華東理工大学大学院生は東本 慎也准教授の「無機光エネルギー化学研究室」、台湾科技大学大学院生は村岡 雅弘教授の「超分子研究室」ならびに、村田 理尚准教授の「エネルギー変換物質化学研究室」に所属し、それぞれの研究室の日本人学生とともに、以下3つのテーマについて研究実習に取り組みました。

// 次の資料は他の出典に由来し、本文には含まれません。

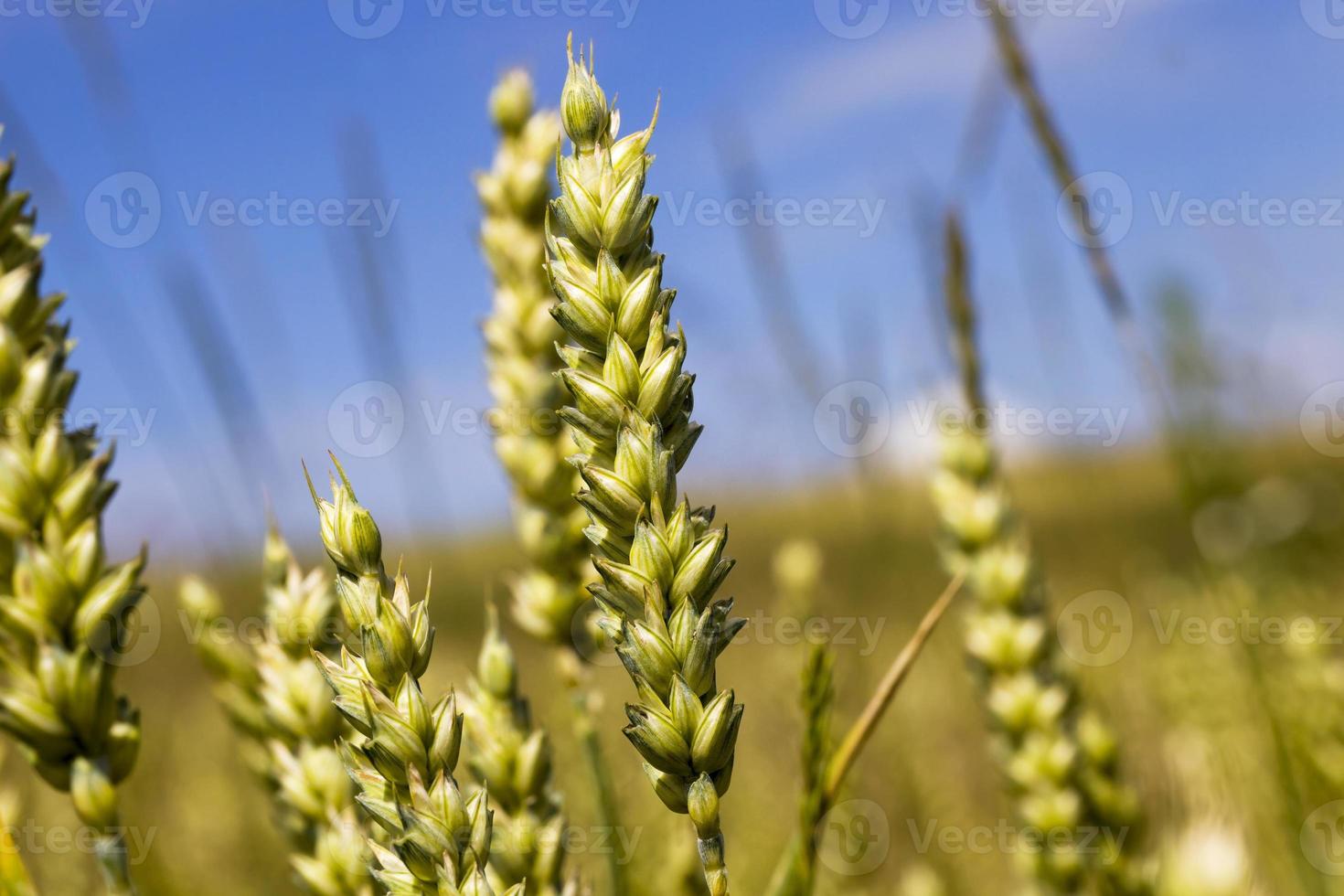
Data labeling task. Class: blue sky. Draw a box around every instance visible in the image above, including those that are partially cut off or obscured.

- 1)銅-インジウム-硫黄系複合硫化物ナノコロイドを用いた固体型太陽電池の作製と特性評価
- 2)芳香族複素環化合物を基本骨格にもつ色素分子の合成と色素増感型太陽電池への応用
- 3)有機薄膜太陽電池の活性層への利用が見込めるn型半導体材料の物性評価
学生たちはそれぞれ与えられたテーマに非常に刺激を受け、その日の課題や実験内容を話し合い、また、論文を読んで理解を深め、試行錯誤しながら熱心に実験をしていました。彼らは短い時間の間に実験内容を把握し、有機合成、無機合成、そして物性評価に取り組んでいました。
本学での研究の合間には、学外研修・施設見学として、大阪産業技術研究所(森ノ宮)を訪問しました。「酸化物系、および硫化物系シート型全固体電池の開発」というタイトルで大阪府立産業技術研究所研究主幹 兼 電子材料研究部電池材料研究室長 高橋雅也先生から、全固体型Li二次電池に関する最新の研究成果についてお話し頂きました。

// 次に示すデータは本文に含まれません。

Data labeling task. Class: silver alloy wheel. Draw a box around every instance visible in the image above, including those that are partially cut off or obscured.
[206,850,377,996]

さらに、同センターの分析機器を見学し、最新の電池性能評価に触れることができました。学生さんから多くの質問があり、大変有意義なディスカッションとなりました。彼らは最新の技術に驚いていました。
研究実習に勤しむだけでなく、リラックスタイムもありました。研究室で一緒に実習に取り組んだ日本人学生が、台湾と中国からの大学院生を京都そして大阪の街を案内し、3か国学生間の親睦がより一層深まりました。京都では古都に触れ、嵐山周辺の散策、そして大阪では大阪城の見学、難波、心斎橋の景観、たこ焼き、お好み焼きの食文化を体験していました。

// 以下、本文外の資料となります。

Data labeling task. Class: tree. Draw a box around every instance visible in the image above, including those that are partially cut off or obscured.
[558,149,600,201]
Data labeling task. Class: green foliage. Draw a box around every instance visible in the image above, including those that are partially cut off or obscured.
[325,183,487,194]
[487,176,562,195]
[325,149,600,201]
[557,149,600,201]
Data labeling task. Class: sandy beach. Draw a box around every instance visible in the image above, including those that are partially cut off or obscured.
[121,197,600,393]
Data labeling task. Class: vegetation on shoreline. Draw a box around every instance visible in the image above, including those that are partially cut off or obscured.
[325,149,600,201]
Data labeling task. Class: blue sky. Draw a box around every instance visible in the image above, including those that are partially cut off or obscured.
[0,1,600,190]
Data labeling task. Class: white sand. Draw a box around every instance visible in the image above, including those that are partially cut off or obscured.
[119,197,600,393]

実習最終日には、研究グループごとにプレゼンテーションを行い、研究成果を発表しました。英語での見事なプレゼンテーションで、参加大学院生のレベルの高さが実感されました。短い期間でしたが、それでも貴重な発見がありました。
7日間を共に過ごした受け入れた日本人学生にとっても、「英語でのコミュニケーションはいい刺激になった!」とコメントがありました。また、台湾と中国の大学院生は、「日本の最先端電池技術を体験できてよかった。また日本文化にも触れることができて日本の良さがわかった」、そして何よりも「いつか日本で仕事がしたい!」といった嬉しいメッセージを残して無事帰国しました。
最後になりますが、「日中台共同研究による太陽光で稼働するエネルギー変換材料の創出」に向けたプログラムを遂行するにあたり、多大なるご支援を賜りました「さくらサイエンスプログラム」に心より感謝申し上げます。